Les mesures adoptées pour prévenir la propagation de la COVID-19 ont eu de très grands impacts sur les travailleurs, mais ces impacts ont été ressentis de façon inégale et différente par rapport aux récessions récentes. En avril dernier, plus de 30 % des travailleurs canadiens ont été mis à pied ou ont vu leurs heures de travail diminuer. Les impacts immédiats sur l’emploi ont été particulièrement sévères dans les secteurs à prédominance féminine, comme les services de restauration, le tourisme, la culture, les loisirs et la vente au détail. La fermeture des écoles et des garderies a posé un grand défi aux travailleurs de l’éducation et aux parents. Dans ces secteurs, plus de femmes que d’hommes ont été mises à pied ou ont dû réduire leurs heures de travail pour prendre soin de leurs proches.

Il s’agit d’un grand contraste par rapport aux récessions précédentes. Souvent, les ralentissements économiques sont d’abord ressentis dans les secteurs à prédominance masculine, comme le secteur de la fabrication ou celui des ressources naturelles. Il arrive même parfois que la participation des femmes au marché du travail augmente en période de récession, car les femmes cherchent à travailler plus d’heures pour compenser la perte de revenu d’un membre masculin de leur famille qui a perdu son emploi.

Mais cette fois, la participation des femmes au marché du travail a chuté à des niveaux qu’on n’avait pas vus depuis 30 ans. Et les choses pourraient empirer. Comme certaines garderies ont été fermées de façon permanente et que les frais de garde ont augmenté, les services de garde sont désormais plus chers et moins accessibles qu’avant le début de la pandémie. Statistique Canada a constaté que plus du tiers des parents qui ont travaillé de la maison craignent que l’inaccessibilité des services de garde ne limite leur capacité à continuer à travailler. La situation est pire chez les femmes ayant un enfant de moins de 6 ans : 56 % d’entre elles partagent cette inquiétude. L’incertitude entourant les plans de retour en classe et la santé des élèves pourrait aussi inciter des parents à garder leurs enfants à la maison, ce qui obligerait davantage de femmes à quitter le marché du travail.

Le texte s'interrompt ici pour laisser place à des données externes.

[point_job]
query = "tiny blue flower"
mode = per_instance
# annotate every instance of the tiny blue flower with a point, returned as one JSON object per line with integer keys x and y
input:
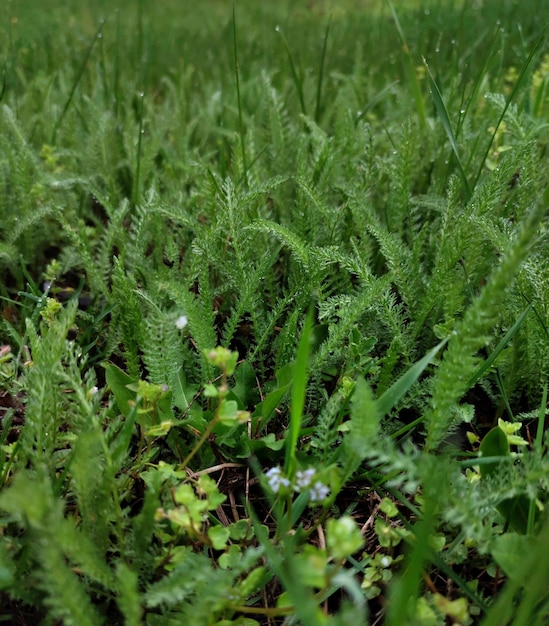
{"x": 304, "y": 478}
{"x": 319, "y": 492}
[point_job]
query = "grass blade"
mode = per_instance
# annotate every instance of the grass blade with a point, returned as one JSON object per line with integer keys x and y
{"x": 397, "y": 390}
{"x": 321, "y": 72}
{"x": 410, "y": 70}
{"x": 239, "y": 101}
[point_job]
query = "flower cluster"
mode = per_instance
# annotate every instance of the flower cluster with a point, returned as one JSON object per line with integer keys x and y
{"x": 304, "y": 480}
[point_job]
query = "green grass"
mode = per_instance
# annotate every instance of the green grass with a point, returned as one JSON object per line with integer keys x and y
{"x": 274, "y": 293}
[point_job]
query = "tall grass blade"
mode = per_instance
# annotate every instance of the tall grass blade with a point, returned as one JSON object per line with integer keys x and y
{"x": 76, "y": 81}
{"x": 392, "y": 396}
{"x": 299, "y": 389}
{"x": 447, "y": 125}
{"x": 410, "y": 70}
{"x": 321, "y": 72}
{"x": 298, "y": 80}
{"x": 487, "y": 365}
{"x": 510, "y": 99}
{"x": 239, "y": 102}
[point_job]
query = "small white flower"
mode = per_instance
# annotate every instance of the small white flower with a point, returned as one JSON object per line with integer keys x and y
{"x": 319, "y": 492}
{"x": 181, "y": 322}
{"x": 276, "y": 479}
{"x": 304, "y": 478}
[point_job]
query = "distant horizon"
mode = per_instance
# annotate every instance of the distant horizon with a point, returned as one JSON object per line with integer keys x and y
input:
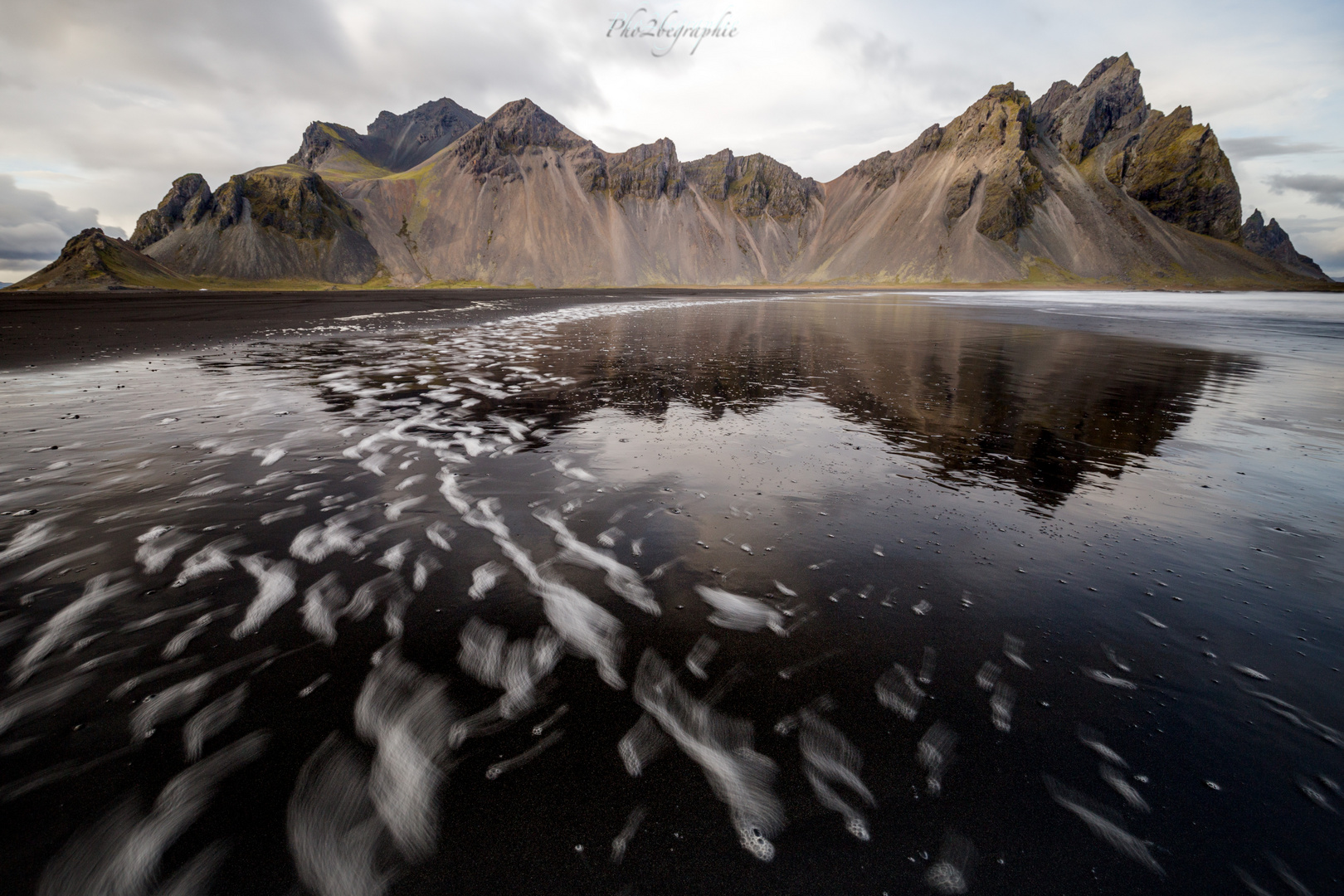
{"x": 102, "y": 116}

Les gouvernements réagissent généralement aux récessions en investissant dans la construction d’infrastructures, comme des routes et des ponts, afin de créer des emplois pour les travailleurs qui ont perdu leurs postes. Créer des emplois en construisant les infrastructures dont nos communautés ont besoin nous permet d’obtenir un bon retour sur nos investissements publics de relance. Ces investissements contribuent aussi à soutenir d’autres activités économiques, car les routes permettent aux entreprises d’acheminer leurs produits et de rejoindre leurs clients plus facilement.

Mais la récession actuelle est différente et elle a eu un impact différent sur les travailleurs, les familles et leurs communautés. Cette fois-ci, le modèle dépassé des projets d’infrastructure « prêts à démarrer » ne devrait pas être notre priorité. Nous devrions plutôt investir dans les services sociaux, incluant l’éducation et les garderies, qui nous donneront le meilleur retour sur investissement.

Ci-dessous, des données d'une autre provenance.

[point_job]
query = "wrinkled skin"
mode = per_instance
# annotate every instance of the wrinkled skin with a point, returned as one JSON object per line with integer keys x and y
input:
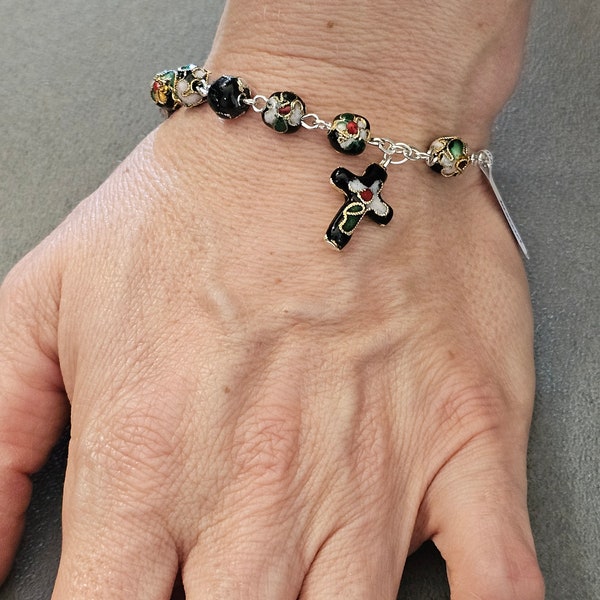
{"x": 274, "y": 418}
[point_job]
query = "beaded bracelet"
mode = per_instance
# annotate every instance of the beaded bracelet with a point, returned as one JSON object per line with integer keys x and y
{"x": 348, "y": 133}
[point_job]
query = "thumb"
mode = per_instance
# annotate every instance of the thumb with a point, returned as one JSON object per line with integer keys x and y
{"x": 481, "y": 526}
{"x": 33, "y": 409}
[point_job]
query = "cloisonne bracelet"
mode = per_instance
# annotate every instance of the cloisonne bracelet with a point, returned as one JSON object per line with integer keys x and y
{"x": 348, "y": 133}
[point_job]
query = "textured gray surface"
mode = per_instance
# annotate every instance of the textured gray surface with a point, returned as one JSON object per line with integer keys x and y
{"x": 75, "y": 102}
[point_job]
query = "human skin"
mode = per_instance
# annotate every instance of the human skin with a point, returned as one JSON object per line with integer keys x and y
{"x": 271, "y": 417}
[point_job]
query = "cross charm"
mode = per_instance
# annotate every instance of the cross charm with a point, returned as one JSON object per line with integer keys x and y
{"x": 362, "y": 198}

Des services sociaux dynamiques et accessibles permettront à chacun de participer à la vie active, ce qui sera essentiel tout au long de la reprise économique. L’embauche d’un plus grand nombre de travailleurs pour occuper des postes sécuritaires et bien rémunérés dans les garderies, les écoles, les soins à domicile et les soins de longue durée facilitera le respect des mesures de distanciation sociale et la prévention de la propagation de la COVID-19 dans les établissements publics. Le fait de savoir que leurs proches sont en sécurité permettra aux parents et aux aidants familiaux non rémunérés de reprendre leur travail habituel, tout en garantissant un lieu de travail plus sécuritaire aux travailleurs qui promulguent les services.

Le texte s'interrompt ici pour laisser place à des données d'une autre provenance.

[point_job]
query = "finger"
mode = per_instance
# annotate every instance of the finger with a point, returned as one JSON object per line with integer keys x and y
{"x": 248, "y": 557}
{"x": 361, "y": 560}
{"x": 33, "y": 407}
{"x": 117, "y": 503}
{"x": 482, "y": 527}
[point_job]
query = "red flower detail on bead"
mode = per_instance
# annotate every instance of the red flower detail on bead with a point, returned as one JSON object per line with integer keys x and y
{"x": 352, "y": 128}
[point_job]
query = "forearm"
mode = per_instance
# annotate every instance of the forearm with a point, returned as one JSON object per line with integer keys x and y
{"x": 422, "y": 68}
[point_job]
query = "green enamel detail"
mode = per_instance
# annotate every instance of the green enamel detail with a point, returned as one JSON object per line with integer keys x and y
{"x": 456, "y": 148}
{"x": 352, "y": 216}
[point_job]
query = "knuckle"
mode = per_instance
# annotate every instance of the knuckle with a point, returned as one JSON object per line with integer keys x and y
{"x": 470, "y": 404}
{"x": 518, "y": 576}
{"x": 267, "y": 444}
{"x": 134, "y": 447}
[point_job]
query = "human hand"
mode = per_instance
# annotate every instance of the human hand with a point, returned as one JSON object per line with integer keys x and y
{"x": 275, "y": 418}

Tout comme les routes et les ponts, les services sociaux constituent un fondement important de l’économie. Avant la pandémie, les provinces sous-finançaient ces services. Nous devons maintenant investir adéquatement dans les services sociaux, sans quoi nous verrons des conséquences dévastatrices pour notre économie et pour toute une génération de femmes.